Task dependencies example diagram
  • Task 1 is the root task and does not depend on any other task.

  • Task 2 and Task 3 depend on Task 1 completing first.

  • Finally, Task 4 depends on Task 2 and Task 3 completing successfully.

Databricks runs upstream tasks before running downstream tasks, running as many of them in parallel as possible. The following diagram illustrates the order of processing for these tasks:

Task dependencies example flow

Configure a cluster for a task

To configure the cluster where a task runs, click the Cluster drop-down menu. You can edit a shared job cluster, but you cannot delete a shared cluster if other tasks still use it.

To learn more about selecting and configuring clusters to run tasks, see Use Databricks compute with your jobs.

Configure dependent libraries

Dependent libraries will be installed on the cluster before the task runs. You must set all task dependencies to ensure they are installed before the run starts. Follow the recommendations in Manage library dependencies for specifying dependencies.

Configure an expected completion time or a timeout for a task

You can configure optional duration thresholds for a task, including an expected completion time for the task and a maximum completion time for the task. To configure duration thresholds, click Duration threshold.

To configure the task’s expected completion time, enter the duration in the Warning field. If the task exceeds this threshold, an event is triggered. You can use this event to notify when a task is running slowly. See Configure notifications for slow running or late jobs.

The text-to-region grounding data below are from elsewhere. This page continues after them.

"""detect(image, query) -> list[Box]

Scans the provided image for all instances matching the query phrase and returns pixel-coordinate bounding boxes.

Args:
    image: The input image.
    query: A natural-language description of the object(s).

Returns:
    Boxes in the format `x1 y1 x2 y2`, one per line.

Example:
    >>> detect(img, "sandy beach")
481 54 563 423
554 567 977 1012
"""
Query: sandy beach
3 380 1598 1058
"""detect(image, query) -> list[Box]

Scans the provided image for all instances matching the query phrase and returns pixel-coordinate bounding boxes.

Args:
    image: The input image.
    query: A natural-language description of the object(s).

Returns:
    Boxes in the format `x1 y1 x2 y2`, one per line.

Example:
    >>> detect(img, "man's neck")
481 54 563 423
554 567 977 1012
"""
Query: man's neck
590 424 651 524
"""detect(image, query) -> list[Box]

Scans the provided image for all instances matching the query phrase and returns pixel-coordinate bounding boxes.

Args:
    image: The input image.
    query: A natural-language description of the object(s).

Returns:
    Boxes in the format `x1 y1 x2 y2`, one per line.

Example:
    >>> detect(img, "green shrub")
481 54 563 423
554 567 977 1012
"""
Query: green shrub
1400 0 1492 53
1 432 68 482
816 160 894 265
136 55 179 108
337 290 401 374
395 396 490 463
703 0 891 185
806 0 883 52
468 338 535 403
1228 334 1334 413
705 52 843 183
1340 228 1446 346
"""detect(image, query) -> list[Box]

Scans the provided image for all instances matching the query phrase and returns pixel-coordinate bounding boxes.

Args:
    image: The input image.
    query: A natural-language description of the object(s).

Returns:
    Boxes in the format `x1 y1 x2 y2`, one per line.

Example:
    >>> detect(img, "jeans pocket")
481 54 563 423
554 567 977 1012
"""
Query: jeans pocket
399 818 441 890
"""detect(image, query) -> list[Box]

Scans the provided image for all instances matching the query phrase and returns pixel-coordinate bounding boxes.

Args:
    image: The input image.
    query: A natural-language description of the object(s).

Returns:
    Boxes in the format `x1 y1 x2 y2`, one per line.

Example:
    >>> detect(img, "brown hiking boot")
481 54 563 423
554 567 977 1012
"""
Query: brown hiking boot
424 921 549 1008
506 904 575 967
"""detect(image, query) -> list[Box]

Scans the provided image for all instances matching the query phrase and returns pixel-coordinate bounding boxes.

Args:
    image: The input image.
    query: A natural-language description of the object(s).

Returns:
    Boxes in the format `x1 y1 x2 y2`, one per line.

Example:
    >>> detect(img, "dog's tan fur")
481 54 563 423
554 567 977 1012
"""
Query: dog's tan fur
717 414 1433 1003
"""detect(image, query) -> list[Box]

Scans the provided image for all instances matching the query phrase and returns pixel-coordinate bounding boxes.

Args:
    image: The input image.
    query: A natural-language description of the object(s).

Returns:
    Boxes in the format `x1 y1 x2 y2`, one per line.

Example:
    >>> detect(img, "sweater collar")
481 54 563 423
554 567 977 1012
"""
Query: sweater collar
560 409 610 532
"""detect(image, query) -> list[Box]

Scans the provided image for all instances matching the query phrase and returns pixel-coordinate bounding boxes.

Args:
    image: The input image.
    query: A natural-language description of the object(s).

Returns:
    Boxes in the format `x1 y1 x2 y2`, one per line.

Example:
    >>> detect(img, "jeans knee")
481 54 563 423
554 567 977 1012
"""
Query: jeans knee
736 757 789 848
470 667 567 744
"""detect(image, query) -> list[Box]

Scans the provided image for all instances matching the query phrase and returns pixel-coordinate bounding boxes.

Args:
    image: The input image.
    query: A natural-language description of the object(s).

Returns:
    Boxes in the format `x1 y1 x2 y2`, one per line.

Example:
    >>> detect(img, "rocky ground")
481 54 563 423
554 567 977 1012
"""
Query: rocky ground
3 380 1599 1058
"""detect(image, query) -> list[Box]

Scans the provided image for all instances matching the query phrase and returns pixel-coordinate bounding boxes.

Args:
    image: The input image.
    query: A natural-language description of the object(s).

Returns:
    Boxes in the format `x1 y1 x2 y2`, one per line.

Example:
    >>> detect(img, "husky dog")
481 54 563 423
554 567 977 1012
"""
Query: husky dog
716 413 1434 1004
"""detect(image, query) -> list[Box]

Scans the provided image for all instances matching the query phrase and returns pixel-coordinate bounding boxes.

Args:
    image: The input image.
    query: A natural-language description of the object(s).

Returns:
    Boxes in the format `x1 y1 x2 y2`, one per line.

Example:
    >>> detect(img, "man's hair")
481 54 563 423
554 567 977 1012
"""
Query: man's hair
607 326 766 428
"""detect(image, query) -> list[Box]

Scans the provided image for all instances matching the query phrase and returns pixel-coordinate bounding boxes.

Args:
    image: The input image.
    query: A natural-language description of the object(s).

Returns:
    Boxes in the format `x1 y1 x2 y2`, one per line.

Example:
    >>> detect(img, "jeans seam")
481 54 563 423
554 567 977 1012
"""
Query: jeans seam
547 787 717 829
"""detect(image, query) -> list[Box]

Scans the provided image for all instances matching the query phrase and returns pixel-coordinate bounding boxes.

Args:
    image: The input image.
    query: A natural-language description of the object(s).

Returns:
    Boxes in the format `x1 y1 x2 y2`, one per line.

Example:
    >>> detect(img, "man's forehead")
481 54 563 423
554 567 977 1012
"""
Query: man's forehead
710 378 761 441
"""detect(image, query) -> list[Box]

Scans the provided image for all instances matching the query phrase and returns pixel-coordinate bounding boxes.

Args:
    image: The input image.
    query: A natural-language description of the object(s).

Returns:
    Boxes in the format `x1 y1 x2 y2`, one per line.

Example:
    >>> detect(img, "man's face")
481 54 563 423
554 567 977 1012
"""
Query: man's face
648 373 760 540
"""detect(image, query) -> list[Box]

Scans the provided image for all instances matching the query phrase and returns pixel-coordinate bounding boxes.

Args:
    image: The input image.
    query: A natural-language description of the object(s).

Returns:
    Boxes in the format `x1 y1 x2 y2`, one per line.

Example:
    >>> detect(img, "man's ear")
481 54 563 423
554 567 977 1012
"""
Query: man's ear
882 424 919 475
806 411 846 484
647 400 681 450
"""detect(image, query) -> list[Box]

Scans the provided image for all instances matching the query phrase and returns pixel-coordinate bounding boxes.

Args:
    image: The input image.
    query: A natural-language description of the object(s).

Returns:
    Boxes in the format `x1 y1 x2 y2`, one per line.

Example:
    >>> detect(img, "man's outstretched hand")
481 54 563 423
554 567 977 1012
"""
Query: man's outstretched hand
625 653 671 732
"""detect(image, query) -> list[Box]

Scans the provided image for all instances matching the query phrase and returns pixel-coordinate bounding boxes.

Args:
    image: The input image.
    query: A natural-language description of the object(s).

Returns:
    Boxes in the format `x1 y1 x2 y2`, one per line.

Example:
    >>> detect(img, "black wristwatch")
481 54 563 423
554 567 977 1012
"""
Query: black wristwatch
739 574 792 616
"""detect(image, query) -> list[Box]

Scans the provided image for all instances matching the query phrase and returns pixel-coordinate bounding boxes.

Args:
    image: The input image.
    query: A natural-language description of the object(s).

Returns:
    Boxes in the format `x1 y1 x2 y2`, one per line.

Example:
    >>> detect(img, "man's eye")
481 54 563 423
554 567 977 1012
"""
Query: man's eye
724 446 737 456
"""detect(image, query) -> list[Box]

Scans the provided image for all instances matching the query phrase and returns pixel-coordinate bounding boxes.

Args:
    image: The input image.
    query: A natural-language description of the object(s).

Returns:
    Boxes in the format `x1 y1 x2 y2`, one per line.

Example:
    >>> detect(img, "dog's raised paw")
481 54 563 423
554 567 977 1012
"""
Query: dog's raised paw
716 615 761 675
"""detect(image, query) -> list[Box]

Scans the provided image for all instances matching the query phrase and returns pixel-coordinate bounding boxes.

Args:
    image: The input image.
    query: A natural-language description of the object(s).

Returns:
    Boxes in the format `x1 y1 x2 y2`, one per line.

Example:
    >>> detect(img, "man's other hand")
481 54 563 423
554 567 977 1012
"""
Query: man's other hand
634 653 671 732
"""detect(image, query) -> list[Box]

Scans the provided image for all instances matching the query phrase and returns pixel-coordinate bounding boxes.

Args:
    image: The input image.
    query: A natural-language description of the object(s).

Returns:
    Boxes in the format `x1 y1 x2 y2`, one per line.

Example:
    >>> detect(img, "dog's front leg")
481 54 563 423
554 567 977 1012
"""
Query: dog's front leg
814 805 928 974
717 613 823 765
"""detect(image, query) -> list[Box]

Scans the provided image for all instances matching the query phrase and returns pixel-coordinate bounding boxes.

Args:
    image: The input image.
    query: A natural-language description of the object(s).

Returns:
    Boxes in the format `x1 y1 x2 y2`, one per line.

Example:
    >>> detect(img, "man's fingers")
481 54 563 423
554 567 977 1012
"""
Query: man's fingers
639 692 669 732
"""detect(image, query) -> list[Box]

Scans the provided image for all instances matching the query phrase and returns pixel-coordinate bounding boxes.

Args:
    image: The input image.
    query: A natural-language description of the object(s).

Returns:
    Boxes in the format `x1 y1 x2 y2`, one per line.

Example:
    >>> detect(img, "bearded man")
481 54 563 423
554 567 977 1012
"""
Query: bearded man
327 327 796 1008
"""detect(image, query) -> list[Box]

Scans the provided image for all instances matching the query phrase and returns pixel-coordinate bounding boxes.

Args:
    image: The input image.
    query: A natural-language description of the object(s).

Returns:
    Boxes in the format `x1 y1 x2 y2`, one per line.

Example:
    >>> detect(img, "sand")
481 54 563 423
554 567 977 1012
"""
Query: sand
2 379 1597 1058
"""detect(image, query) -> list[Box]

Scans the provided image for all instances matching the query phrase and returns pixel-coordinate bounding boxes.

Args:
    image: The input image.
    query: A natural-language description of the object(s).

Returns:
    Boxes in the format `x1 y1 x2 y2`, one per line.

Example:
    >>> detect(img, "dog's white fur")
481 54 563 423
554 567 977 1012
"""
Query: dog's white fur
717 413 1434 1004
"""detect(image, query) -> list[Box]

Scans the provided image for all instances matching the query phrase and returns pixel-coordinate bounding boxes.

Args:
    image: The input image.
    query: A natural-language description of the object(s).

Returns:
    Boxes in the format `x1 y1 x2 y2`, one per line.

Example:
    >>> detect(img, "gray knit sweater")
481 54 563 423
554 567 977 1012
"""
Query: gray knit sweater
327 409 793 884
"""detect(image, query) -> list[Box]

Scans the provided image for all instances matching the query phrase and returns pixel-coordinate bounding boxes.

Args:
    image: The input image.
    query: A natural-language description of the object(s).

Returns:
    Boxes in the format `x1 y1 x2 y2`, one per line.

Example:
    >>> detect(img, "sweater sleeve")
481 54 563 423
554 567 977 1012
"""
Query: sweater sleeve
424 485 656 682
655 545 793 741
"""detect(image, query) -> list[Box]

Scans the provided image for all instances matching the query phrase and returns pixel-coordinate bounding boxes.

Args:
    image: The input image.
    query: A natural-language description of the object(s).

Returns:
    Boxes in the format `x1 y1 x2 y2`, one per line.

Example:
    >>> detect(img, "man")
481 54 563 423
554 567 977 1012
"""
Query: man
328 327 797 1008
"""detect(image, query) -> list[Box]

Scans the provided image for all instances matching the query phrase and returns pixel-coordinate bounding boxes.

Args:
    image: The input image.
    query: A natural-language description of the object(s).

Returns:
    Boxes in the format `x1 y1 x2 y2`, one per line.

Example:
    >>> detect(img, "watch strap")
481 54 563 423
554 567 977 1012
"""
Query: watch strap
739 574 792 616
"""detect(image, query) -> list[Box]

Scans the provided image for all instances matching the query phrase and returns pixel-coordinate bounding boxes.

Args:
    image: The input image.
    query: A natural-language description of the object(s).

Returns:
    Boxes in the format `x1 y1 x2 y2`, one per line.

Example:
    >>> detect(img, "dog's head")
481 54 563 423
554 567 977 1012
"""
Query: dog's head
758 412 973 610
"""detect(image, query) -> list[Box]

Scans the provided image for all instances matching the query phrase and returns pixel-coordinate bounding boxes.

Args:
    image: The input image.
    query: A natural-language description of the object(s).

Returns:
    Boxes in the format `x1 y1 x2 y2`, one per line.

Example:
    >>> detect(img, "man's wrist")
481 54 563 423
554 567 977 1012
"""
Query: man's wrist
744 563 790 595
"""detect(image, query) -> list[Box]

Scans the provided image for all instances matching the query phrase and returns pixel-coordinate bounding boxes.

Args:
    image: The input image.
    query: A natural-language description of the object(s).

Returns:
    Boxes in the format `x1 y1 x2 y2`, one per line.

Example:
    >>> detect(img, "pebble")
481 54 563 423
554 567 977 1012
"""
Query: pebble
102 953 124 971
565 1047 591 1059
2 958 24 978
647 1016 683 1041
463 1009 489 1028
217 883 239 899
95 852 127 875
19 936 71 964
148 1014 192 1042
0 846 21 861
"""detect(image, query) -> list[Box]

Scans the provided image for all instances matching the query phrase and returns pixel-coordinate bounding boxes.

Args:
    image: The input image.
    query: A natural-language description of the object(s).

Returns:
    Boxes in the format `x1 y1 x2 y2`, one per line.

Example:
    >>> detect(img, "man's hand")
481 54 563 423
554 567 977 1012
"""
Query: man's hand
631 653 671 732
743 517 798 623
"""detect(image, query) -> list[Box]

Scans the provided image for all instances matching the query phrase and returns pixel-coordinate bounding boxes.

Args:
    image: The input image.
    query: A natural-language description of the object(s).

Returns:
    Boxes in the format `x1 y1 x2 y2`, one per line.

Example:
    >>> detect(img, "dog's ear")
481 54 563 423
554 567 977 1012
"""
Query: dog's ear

To configure a maximum completion time for a task, enter the maximum duration in the Timeout field. If the task does not complete in this time, Databricks sets its status to “Timed Out”.

Configure a retry policy for a task

To configure a policy that determines when and how many times failed task runs are retried, click + Add next to Retries. The retry interval is calculated in milliseconds between the start of the failed run and the subsequent retry run.

Note

If you configure both Timeout and Retries, the timeout applies to each retry.